Was bedeutet das nun für jeden Einzelnen von uns? Wir ALLE bezahlen für diese gigantische Werbemaschinerie der großen Kirchen, denn die staatlichen Zuschüsse (wobei, wie erwähnt, Zuschüsse hier der falsche Begriff ist, es ist der Löwenanteil) werden logischerweise aus steuerlichen Mitteln getragen, also aus einem Geldtopf, in den wir ALLE einzahlen.
Nun ist es ein Merkmal des Sozialstaates, dass alle sich an den Kosten beteiligen, auch wenn sie nicht direkt an dem Nutzen partizipieren. Das ist auch richtig und gut so, aber warum, Herrgottsakra noch mal, dürfen sich die Kirchen hier mit fremden Federn schmücken, ja sogar damit hausieren gehen?
Lassen wir es uns auf der Zunge zergehen: JEDER von uns, egal ob Kirchenmitglied oder nicht, zahlt dafür, das die Kirchen sich damit brüsten können, soziale Dienste anzubieten.
Damit aber nicht genug. Nehmen wir als Beispiel noch das Konkordat, zu welchem sich der Freistaat Bayern 1803 verpflichtet hat. Seit über 200 Jahren zahlt Bayern den Kirchen „Ausgleichszahlungen“ dafür, dass die Reichskirche damals zusammengebrochen ist. Es ist quasi eine Wiedergutmachung verloren gegangener Werte, die in Staatsbesitz übergingen. Das waren 2010 dann mal eben 115 Millionen Euro. Knappe 30 Millionen für den Erhalt kirchlicher Gebäude, über 60 Millionen an die katholische und über 20 Millionen an die evangelische Kirche. NUR IN BAYERN! Die Kirchenfürsten dürften sich heute noch täglich 666 mal ins Fäustchen lachen, anbetracht der Tatsache, wie viel sie für ihre Verluste bisher erhalten haben. Das Geld wird übrigens unter anderem dafür aufgewendet Gehälter für die katholischen Bischöfe, Kapitulare und Generalvikare in den Diözesen, die Gehälter des evangelischen Landesbischofs und des Landeskirchenrats sowie Zuschüsse für die Besoldung der Seelsorgegeistlichen zu zahlen. Mann sollte ja meinen, das ein Arbeitgeber seine Angestellten bezahlt, aber nein, hier macht das der deutsche, bzw. in diesem speziellen Falle der bayrische Steuerzahler.
Ist doch toll, oder?
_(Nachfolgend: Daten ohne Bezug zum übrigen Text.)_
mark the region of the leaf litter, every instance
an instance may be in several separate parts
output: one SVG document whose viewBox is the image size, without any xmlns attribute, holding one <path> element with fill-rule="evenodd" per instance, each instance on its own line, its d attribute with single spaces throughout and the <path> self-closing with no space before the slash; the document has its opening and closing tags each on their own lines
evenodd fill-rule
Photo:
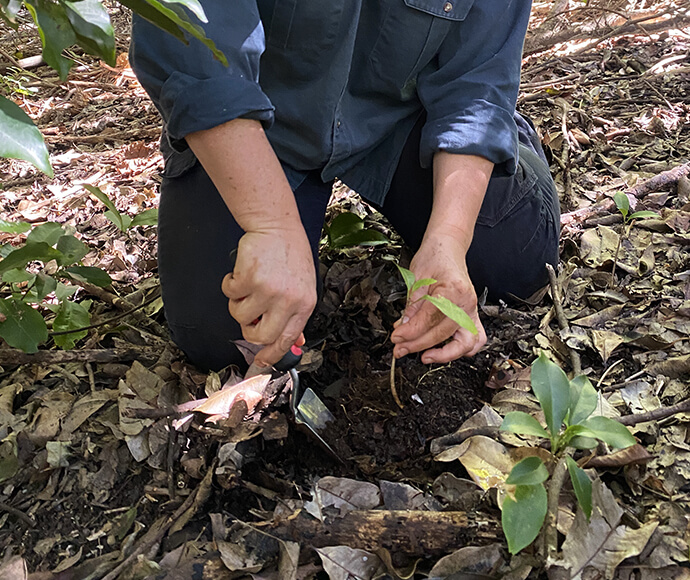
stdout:
<svg viewBox="0 0 690 580">
<path fill-rule="evenodd" d="M 657 4 L 660 20 L 682 17 L 674 2 Z M 608 417 L 663 412 L 689 396 L 690 180 L 630 194 L 631 212 L 657 217 L 628 227 L 615 206 L 596 209 L 688 162 L 687 34 L 634 29 L 590 48 L 568 42 L 573 31 L 625 24 L 607 6 L 590 2 L 551 26 L 550 5 L 535 3 L 519 98 L 562 196 L 557 283 L 567 328 L 549 296 L 484 305 L 490 341 L 473 360 L 399 361 L 398 409 L 387 336 L 405 291 L 392 261 L 409 256 L 341 184 L 329 216 L 354 212 L 362 228 L 393 240 L 321 252 L 323 300 L 301 376 L 336 416 L 327 435 L 344 463 L 289 426 L 285 378 L 242 385 L 185 363 L 167 341 L 158 299 L 77 346 L 121 358 L 3 359 L 0 577 L 542 577 L 536 551 L 508 557 L 498 509 L 515 463 L 533 454 L 548 465 L 538 439 L 498 432 L 511 411 L 545 423 L 529 389 L 537 348 L 566 371 L 576 352 Z M 646 14 L 643 2 L 617 6 Z M 127 15 L 113 10 L 124 31 Z M 546 48 L 535 52 L 540 42 Z M 40 51 L 21 27 L 3 34 L 3 48 Z M 45 67 L 26 73 L 40 91 L 19 104 L 47 135 L 56 177 L 0 161 L 0 217 L 73 225 L 90 248 L 84 264 L 105 268 L 117 294 L 140 304 L 158 285 L 155 229 L 115 230 L 81 186 L 100 187 L 127 214 L 157 203 L 159 120 L 126 65 L 126 43 L 120 50 L 116 69 L 85 61 L 65 83 Z M 92 291 L 79 296 L 95 299 L 103 319 L 117 314 L 112 298 Z M 561 494 L 564 541 L 552 564 L 567 577 L 690 577 L 685 409 L 632 425 L 638 445 L 576 456 L 596 478 L 589 522 L 573 491 Z"/>
</svg>

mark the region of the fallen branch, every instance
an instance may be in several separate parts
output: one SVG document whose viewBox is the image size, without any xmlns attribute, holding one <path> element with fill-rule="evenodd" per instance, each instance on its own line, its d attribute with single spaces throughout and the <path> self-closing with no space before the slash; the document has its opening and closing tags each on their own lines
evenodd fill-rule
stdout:
<svg viewBox="0 0 690 580">
<path fill-rule="evenodd" d="M 690 412 L 690 399 L 686 399 L 682 403 L 678 403 L 671 407 L 660 407 L 659 409 L 647 411 L 646 413 L 634 413 L 632 415 L 626 415 L 625 417 L 618 417 L 617 420 L 623 425 L 630 426 L 637 425 L 638 423 L 647 423 L 648 421 L 658 421 L 660 419 L 666 419 L 666 417 L 672 417 L 678 413 L 688 412 Z"/>
<path fill-rule="evenodd" d="M 633 197 L 637 200 L 640 200 L 650 193 L 678 183 L 678 181 L 689 174 L 690 163 L 678 165 L 673 169 L 659 173 L 659 175 L 655 175 L 654 177 L 643 181 L 642 183 L 638 183 L 637 185 L 626 189 L 624 193 L 628 197 Z M 605 199 L 602 199 L 593 205 L 564 213 L 561 216 L 561 227 L 574 227 L 576 223 L 581 223 L 593 217 L 611 213 L 615 210 L 615 207 L 616 204 L 614 203 L 613 199 L 606 197 Z"/>
<path fill-rule="evenodd" d="M 27 353 L 16 348 L 0 349 L 0 365 L 61 364 L 68 362 L 109 363 L 126 360 L 155 362 L 163 349 L 150 346 L 83 350 L 39 350 Z"/>
<path fill-rule="evenodd" d="M 394 548 L 398 554 L 428 557 L 470 545 L 476 527 L 465 512 L 362 510 L 324 522 L 300 513 L 265 529 L 281 540 L 314 548 L 344 545 L 371 552 Z"/>
</svg>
Da meint man, das man, wenn man aus der Kirche ausgetreten ist, hat man mit dem Verein und vor allem seiner Finanzierung nichts mehr zu tun, durch die Hintertür jedoch bezahlt man noch und nöcher für etwas, dass man in keinster Weise zu unterstützen mag. In Anbetracht klammer Staatsfinanzen, dem Mitgliederschwund der meisten Kirchen und dem immer noch unbestreitbar vorhandenem Reichtum eben jener muss die Frage erlaubt sein, ob all dies noch zeitgemäß ist.
Glauben ist Privatsache, Kirche ebenso, aber dürfen die Kosten dafür der Allgemeinheit aufgehalst werden?